Before Game 5 on Thursday, 10-year-old Micah Agustin from San Diego wore a baseball mitt as he tried to describe how he’d feel if the Dodgers made the World Series: “Speechless.”
Efrain Nava, a band director from San Pedro, was confident that this year was the year.
“We have to seal the deal this year,” he said. “We have the ammo. We just need to fire the gun.”
Like those annoyingly omnipresent Cubs fans you find at every ballpark in America that the team visits, Dodgers fans were everywhere. One man wore a Dodger Stadium nacho helmet on his head and left his baseball jersey unbuttoned to show off the Dodgers tattoo on his chest. It was 59 degrees — probably perfectly agreeable weather for Cubs fans, but very chilly for a proper Angeleno.
At the top of the eighth inning, Aaron Friedman, a 20-year-old accounting student at Loyola University in Chicago, stood in the stands, keeping score by hand, just like his father always did. Thursday night’s score book was turning out to be a keeper. The Dodgers were routing the Cubs 9-1.
An inning and a half to go.They couldn’t blow it now. Could they?
“I can’t believe they’re going to do it,” Friedman said. “And they’re going to do it where I live.”
Nearby stood Robert Ramirez, 44, of Boyle Heights, who could not believe his luck.
He and his girlfriend, Dalila Sanchez, 44, of East L.A., had flown in for Saturday’s USC football game at Notre Dame. They got off the plane at 3 p.m. Thursday, and a friend told them Game 5 ticket prices plummeted as the game got closer — Cubs fans didn’t exactly relish watching their team get vanquished. In a last-minute decision, they headed to Wrigley Field.

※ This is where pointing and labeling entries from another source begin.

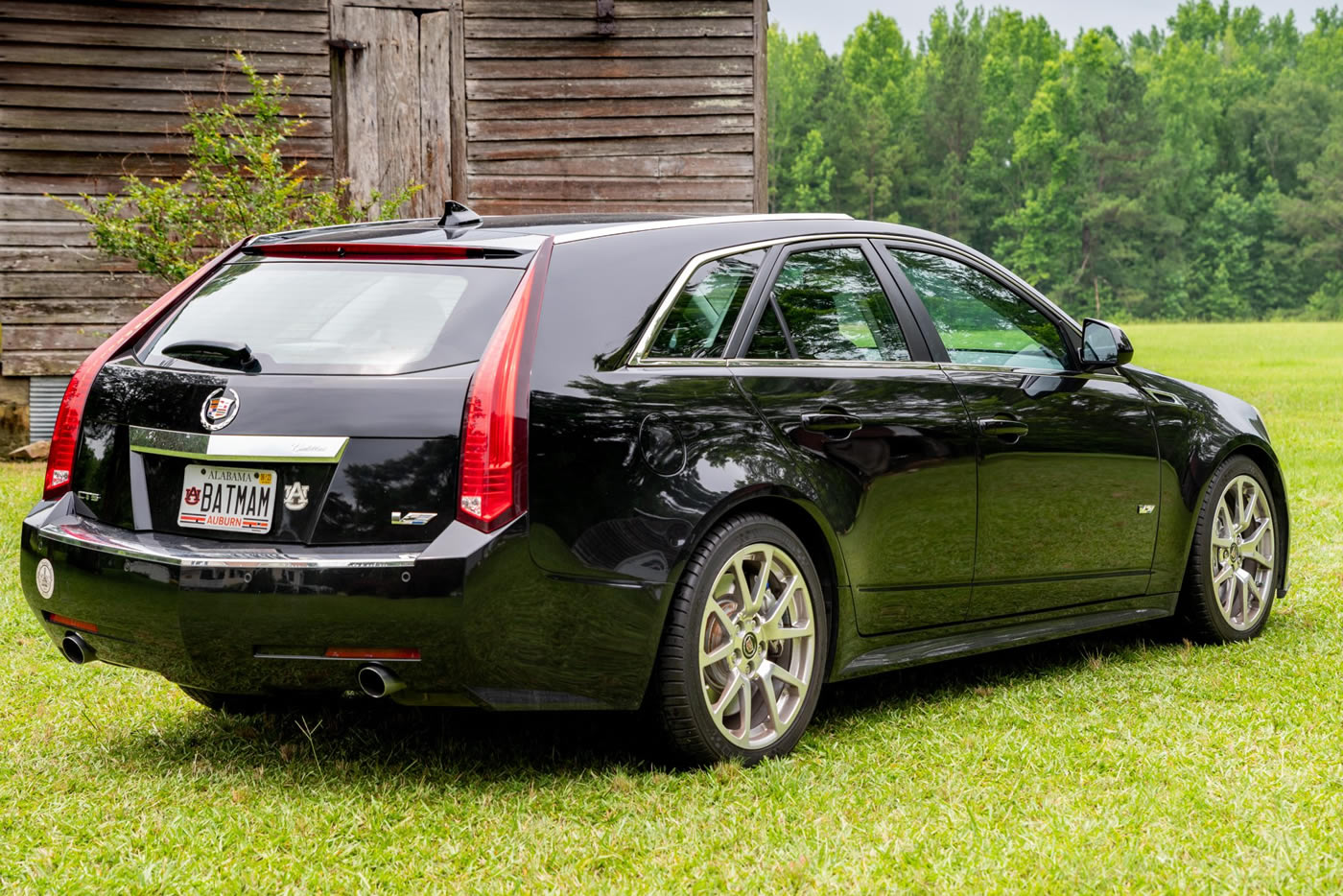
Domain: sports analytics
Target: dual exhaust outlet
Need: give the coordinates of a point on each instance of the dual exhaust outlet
(375, 681)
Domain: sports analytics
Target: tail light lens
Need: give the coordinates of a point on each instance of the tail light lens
(492, 486)
(64, 436)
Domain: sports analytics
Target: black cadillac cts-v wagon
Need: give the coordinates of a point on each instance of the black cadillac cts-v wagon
(698, 465)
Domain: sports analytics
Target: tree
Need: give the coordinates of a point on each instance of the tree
(237, 184)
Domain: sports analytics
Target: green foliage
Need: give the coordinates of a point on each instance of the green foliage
(1188, 172)
(237, 184)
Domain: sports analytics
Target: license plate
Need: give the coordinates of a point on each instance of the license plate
(227, 499)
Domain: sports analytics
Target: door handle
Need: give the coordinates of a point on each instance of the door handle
(832, 423)
(1003, 427)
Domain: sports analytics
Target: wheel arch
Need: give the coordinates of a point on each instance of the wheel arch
(1265, 460)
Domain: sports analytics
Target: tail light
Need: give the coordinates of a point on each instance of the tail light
(492, 486)
(64, 436)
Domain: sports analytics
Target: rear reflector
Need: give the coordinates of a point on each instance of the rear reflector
(492, 486)
(389, 251)
(64, 436)
(71, 624)
(372, 653)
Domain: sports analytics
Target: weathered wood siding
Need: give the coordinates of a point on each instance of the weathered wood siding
(91, 90)
(661, 116)
(537, 113)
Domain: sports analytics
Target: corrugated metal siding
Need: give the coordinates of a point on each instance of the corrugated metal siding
(44, 393)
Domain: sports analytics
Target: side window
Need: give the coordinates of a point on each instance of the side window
(835, 309)
(701, 318)
(979, 319)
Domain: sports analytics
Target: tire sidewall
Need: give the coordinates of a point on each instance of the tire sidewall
(1202, 550)
(742, 533)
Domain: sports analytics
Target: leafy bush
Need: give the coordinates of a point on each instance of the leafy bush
(237, 184)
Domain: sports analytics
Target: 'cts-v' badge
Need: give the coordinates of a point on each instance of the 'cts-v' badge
(219, 409)
(415, 517)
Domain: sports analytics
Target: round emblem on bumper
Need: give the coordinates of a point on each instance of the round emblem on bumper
(46, 578)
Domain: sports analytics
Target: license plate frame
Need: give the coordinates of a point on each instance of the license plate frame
(227, 499)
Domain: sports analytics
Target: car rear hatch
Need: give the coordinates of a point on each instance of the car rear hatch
(308, 396)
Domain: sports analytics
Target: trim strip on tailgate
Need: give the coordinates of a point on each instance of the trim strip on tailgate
(210, 446)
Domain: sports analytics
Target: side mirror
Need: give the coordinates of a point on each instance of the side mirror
(1104, 345)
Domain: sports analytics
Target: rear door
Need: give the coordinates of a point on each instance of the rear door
(1068, 461)
(841, 375)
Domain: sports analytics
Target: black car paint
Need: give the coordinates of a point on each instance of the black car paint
(630, 466)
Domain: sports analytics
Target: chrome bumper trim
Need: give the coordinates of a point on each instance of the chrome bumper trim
(211, 446)
(177, 551)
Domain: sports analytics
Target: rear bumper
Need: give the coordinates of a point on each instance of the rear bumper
(247, 618)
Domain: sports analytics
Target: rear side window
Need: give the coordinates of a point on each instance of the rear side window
(344, 318)
(835, 309)
(704, 312)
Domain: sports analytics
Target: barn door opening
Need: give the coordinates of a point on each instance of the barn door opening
(392, 83)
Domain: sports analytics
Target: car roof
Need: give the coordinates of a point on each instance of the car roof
(499, 227)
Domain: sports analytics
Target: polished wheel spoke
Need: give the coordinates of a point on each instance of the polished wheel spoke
(788, 633)
(721, 616)
(725, 698)
(718, 654)
(771, 698)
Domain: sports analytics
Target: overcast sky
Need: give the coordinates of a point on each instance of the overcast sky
(833, 20)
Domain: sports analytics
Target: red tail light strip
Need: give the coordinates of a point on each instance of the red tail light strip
(492, 485)
(71, 624)
(64, 436)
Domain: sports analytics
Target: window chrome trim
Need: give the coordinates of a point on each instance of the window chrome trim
(634, 227)
(177, 550)
(637, 356)
(1029, 371)
(212, 446)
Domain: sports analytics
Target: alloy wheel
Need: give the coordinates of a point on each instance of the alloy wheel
(1241, 553)
(758, 645)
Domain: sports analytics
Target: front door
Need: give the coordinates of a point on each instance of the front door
(842, 375)
(392, 84)
(1068, 463)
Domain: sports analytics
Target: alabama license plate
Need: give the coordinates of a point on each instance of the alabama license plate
(227, 499)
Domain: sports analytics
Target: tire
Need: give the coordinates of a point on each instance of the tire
(775, 644)
(1233, 569)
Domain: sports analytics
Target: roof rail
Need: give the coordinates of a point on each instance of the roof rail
(689, 222)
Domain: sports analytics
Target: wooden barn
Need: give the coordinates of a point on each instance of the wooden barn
(507, 105)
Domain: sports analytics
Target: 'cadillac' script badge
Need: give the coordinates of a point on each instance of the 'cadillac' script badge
(219, 409)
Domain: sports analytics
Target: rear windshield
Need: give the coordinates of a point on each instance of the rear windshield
(344, 318)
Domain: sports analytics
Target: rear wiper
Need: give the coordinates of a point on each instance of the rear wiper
(235, 356)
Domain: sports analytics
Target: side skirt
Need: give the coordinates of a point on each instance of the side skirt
(970, 643)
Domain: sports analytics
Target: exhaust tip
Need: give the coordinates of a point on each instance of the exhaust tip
(378, 681)
(76, 649)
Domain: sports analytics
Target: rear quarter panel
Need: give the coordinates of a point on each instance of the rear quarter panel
(1194, 436)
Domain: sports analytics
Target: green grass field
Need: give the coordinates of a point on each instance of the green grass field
(1108, 764)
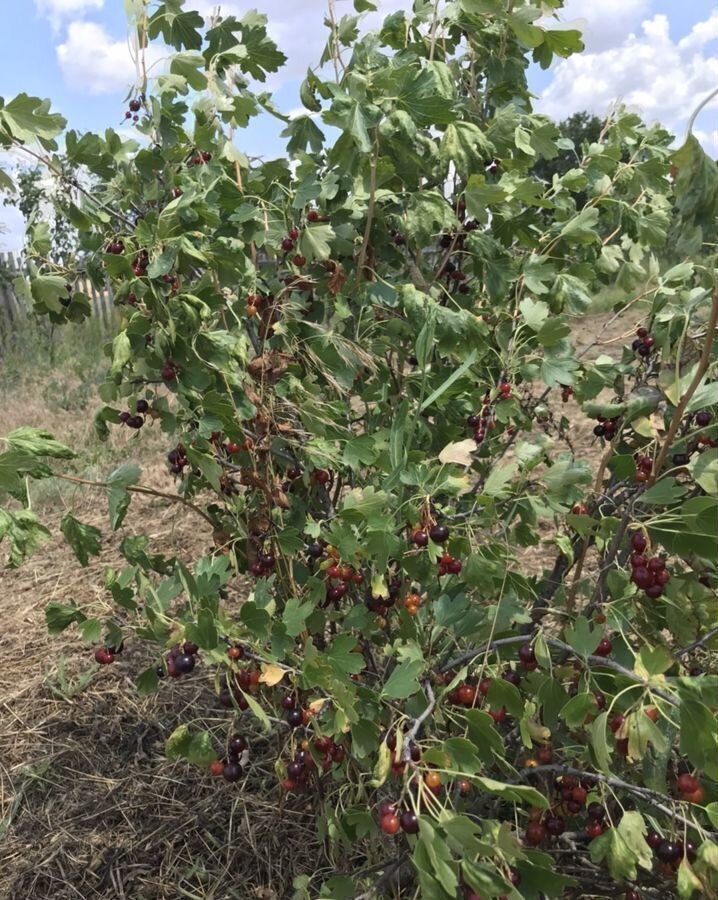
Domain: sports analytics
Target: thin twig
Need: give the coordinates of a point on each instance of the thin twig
(138, 489)
(654, 798)
(370, 211)
(703, 364)
(411, 734)
(701, 642)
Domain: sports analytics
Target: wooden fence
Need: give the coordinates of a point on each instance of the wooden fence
(14, 311)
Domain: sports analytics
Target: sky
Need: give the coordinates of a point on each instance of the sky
(660, 57)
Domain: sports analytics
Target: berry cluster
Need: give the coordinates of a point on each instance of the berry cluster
(231, 768)
(300, 768)
(650, 574)
(177, 459)
(246, 680)
(251, 310)
(263, 565)
(133, 108)
(105, 656)
(689, 788)
(115, 248)
(339, 578)
(483, 421)
(643, 343)
(669, 852)
(200, 158)
(140, 263)
(439, 534)
(135, 420)
(391, 821)
(181, 660)
(607, 428)
(505, 392)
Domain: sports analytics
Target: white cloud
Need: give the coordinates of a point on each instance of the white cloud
(58, 11)
(95, 63)
(661, 79)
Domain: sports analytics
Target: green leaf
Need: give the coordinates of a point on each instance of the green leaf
(699, 737)
(27, 118)
(180, 29)
(207, 465)
(85, 540)
(581, 229)
(513, 792)
(497, 484)
(315, 241)
(520, 24)
(454, 377)
(117, 494)
(295, 615)
(404, 680)
(581, 636)
(704, 470)
(177, 744)
(38, 442)
(187, 65)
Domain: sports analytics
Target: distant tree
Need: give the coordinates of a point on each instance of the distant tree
(31, 198)
(580, 128)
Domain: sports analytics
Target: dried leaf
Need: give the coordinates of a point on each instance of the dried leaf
(459, 452)
(272, 675)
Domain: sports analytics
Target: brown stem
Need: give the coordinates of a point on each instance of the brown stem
(703, 364)
(655, 799)
(138, 489)
(369, 212)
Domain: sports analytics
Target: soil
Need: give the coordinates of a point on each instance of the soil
(90, 808)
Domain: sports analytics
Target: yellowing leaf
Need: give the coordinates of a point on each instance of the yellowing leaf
(539, 732)
(458, 452)
(272, 675)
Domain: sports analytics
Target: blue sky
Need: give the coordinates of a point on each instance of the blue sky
(659, 56)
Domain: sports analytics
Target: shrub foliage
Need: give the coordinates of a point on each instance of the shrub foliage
(361, 356)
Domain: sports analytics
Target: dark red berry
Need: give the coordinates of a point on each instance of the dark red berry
(668, 851)
(439, 534)
(409, 822)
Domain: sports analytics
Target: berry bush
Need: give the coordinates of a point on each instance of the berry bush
(361, 358)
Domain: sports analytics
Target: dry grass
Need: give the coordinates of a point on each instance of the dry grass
(90, 809)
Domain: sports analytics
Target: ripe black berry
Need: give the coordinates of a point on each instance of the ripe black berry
(667, 851)
(185, 663)
(439, 534)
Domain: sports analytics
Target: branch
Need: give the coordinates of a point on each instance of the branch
(654, 798)
(411, 734)
(591, 661)
(369, 212)
(701, 642)
(139, 489)
(703, 364)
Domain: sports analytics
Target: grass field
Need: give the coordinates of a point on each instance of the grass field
(90, 809)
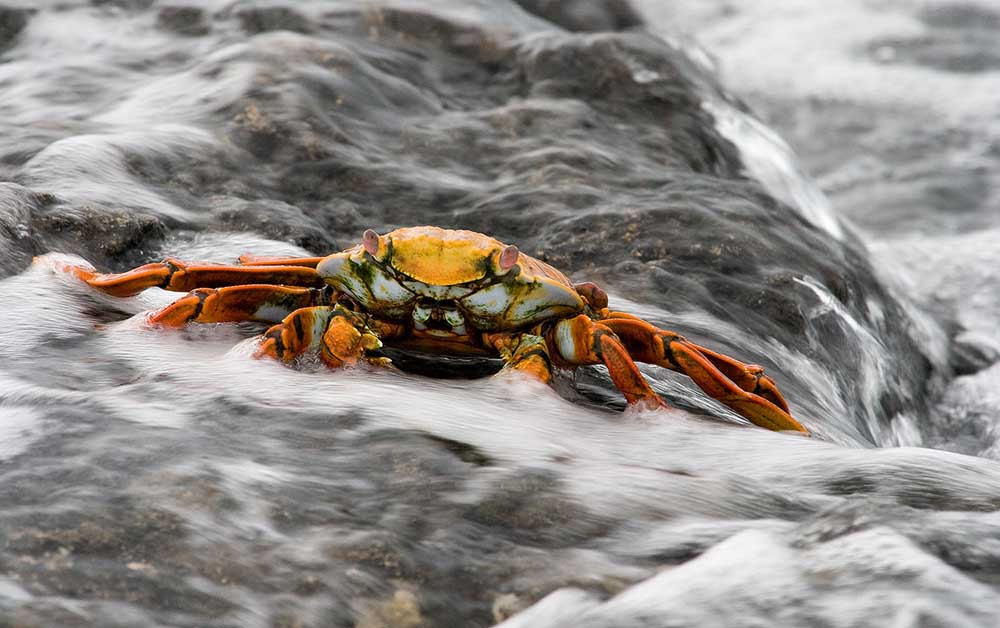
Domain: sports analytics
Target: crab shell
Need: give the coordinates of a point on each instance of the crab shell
(391, 275)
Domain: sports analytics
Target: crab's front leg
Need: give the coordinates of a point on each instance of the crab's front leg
(742, 387)
(523, 353)
(581, 341)
(342, 337)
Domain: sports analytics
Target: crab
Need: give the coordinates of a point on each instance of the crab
(446, 292)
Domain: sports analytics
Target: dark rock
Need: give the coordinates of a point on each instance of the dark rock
(586, 15)
(12, 22)
(263, 19)
(184, 20)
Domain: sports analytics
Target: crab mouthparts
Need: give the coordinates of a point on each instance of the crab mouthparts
(439, 318)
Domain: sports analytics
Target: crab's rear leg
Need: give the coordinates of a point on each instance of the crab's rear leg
(742, 387)
(341, 337)
(581, 341)
(233, 304)
(173, 274)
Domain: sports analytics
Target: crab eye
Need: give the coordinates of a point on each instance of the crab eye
(508, 257)
(370, 241)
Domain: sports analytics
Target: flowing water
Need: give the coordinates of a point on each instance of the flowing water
(166, 478)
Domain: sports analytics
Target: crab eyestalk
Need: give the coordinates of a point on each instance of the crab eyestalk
(372, 242)
(508, 258)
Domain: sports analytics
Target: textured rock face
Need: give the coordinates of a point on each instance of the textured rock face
(601, 153)
(168, 479)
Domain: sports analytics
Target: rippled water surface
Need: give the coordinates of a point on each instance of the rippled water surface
(166, 478)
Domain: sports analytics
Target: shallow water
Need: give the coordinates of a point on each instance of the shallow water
(155, 478)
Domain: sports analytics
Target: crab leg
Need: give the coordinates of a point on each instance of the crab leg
(172, 274)
(524, 353)
(742, 387)
(263, 260)
(341, 336)
(582, 341)
(268, 304)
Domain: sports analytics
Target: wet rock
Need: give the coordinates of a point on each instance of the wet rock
(401, 610)
(12, 22)
(274, 219)
(275, 18)
(183, 19)
(101, 234)
(531, 508)
(586, 15)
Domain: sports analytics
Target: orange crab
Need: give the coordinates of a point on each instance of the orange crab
(443, 291)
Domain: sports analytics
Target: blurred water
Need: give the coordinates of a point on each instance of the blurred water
(155, 478)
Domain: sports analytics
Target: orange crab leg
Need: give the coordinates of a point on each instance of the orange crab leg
(524, 353)
(341, 336)
(233, 304)
(742, 387)
(264, 260)
(172, 274)
(582, 341)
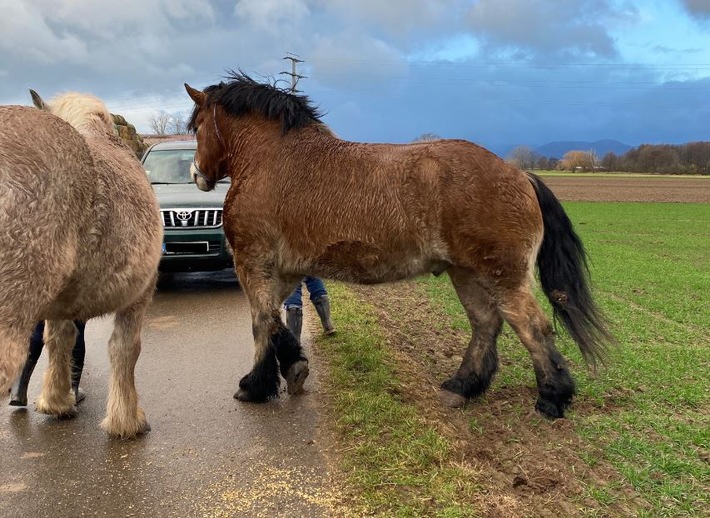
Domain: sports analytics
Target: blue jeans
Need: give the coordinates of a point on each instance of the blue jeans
(316, 288)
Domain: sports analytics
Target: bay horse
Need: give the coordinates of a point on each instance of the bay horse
(80, 237)
(304, 202)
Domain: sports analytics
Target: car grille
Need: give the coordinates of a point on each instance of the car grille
(191, 218)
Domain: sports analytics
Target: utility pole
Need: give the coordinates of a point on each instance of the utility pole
(294, 75)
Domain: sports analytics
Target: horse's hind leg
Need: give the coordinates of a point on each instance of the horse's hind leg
(292, 362)
(481, 359)
(124, 418)
(57, 398)
(13, 354)
(273, 342)
(554, 383)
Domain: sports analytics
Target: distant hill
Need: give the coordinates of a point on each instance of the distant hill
(558, 148)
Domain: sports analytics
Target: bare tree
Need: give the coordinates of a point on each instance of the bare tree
(524, 157)
(159, 123)
(178, 125)
(577, 160)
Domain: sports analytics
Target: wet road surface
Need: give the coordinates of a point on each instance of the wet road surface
(207, 453)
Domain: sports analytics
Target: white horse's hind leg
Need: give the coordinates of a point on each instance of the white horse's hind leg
(57, 397)
(13, 353)
(124, 418)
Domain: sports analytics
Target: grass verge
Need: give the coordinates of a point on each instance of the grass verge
(647, 413)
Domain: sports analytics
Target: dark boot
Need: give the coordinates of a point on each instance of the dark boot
(322, 305)
(294, 321)
(79, 394)
(18, 392)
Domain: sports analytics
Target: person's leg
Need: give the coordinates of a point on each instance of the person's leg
(294, 312)
(18, 392)
(320, 300)
(78, 354)
(295, 299)
(316, 288)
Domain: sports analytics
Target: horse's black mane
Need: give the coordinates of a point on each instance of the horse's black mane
(242, 95)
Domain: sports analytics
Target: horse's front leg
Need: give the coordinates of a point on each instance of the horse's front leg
(57, 397)
(124, 418)
(274, 345)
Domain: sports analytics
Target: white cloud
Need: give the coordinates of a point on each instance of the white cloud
(271, 15)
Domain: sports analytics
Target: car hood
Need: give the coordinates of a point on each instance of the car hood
(188, 195)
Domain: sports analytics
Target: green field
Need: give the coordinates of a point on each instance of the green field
(646, 414)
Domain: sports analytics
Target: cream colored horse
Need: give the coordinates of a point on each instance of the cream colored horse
(80, 237)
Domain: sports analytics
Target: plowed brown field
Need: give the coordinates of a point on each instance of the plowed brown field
(612, 188)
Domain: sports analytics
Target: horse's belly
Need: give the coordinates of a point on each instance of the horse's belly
(366, 264)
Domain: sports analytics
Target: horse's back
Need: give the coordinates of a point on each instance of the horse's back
(45, 202)
(123, 244)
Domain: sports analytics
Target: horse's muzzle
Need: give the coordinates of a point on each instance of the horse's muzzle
(203, 183)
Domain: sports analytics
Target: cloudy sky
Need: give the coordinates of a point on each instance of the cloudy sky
(497, 72)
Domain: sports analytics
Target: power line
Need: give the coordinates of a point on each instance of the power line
(294, 75)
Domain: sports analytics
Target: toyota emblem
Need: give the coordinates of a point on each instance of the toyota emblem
(183, 215)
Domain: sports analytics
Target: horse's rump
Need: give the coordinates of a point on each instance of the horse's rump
(46, 191)
(80, 236)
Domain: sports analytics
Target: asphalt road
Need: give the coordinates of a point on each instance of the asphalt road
(207, 453)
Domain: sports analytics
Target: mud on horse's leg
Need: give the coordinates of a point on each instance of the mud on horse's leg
(481, 359)
(124, 417)
(554, 382)
(292, 362)
(57, 397)
(275, 348)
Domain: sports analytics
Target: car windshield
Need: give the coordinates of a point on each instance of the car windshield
(170, 166)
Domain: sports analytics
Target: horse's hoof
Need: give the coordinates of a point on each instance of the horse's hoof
(452, 399)
(68, 414)
(550, 409)
(296, 377)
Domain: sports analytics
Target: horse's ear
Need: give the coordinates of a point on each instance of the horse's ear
(37, 100)
(195, 95)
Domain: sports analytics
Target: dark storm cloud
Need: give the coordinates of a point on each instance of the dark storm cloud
(547, 29)
(499, 72)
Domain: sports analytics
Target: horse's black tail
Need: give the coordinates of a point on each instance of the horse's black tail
(564, 276)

“We made it for a once-in-a-lifetime opportunity,” said Ramirez, an Air Force veteran who grew up listening to legendary Spanish-language Dodgers announcer Jaime Jarrín.
With two out in the bottom of the ninth inning, a line drive ended in the glove of Dodgers shortstop Charlie Culberson. The Dodgers won 11-1 and were headed to the World Series. Ramirez’s eyes welled with tears.
As the team rushed onto the field, Dodgers fans surged toward it, laughing giddily.
Michael Harada, 51, of Diamond Bar and his son Josh stood in seats behind home plate. The elder Harada attended Game 1 of the 1988 World Series. He’d waited so long to go again.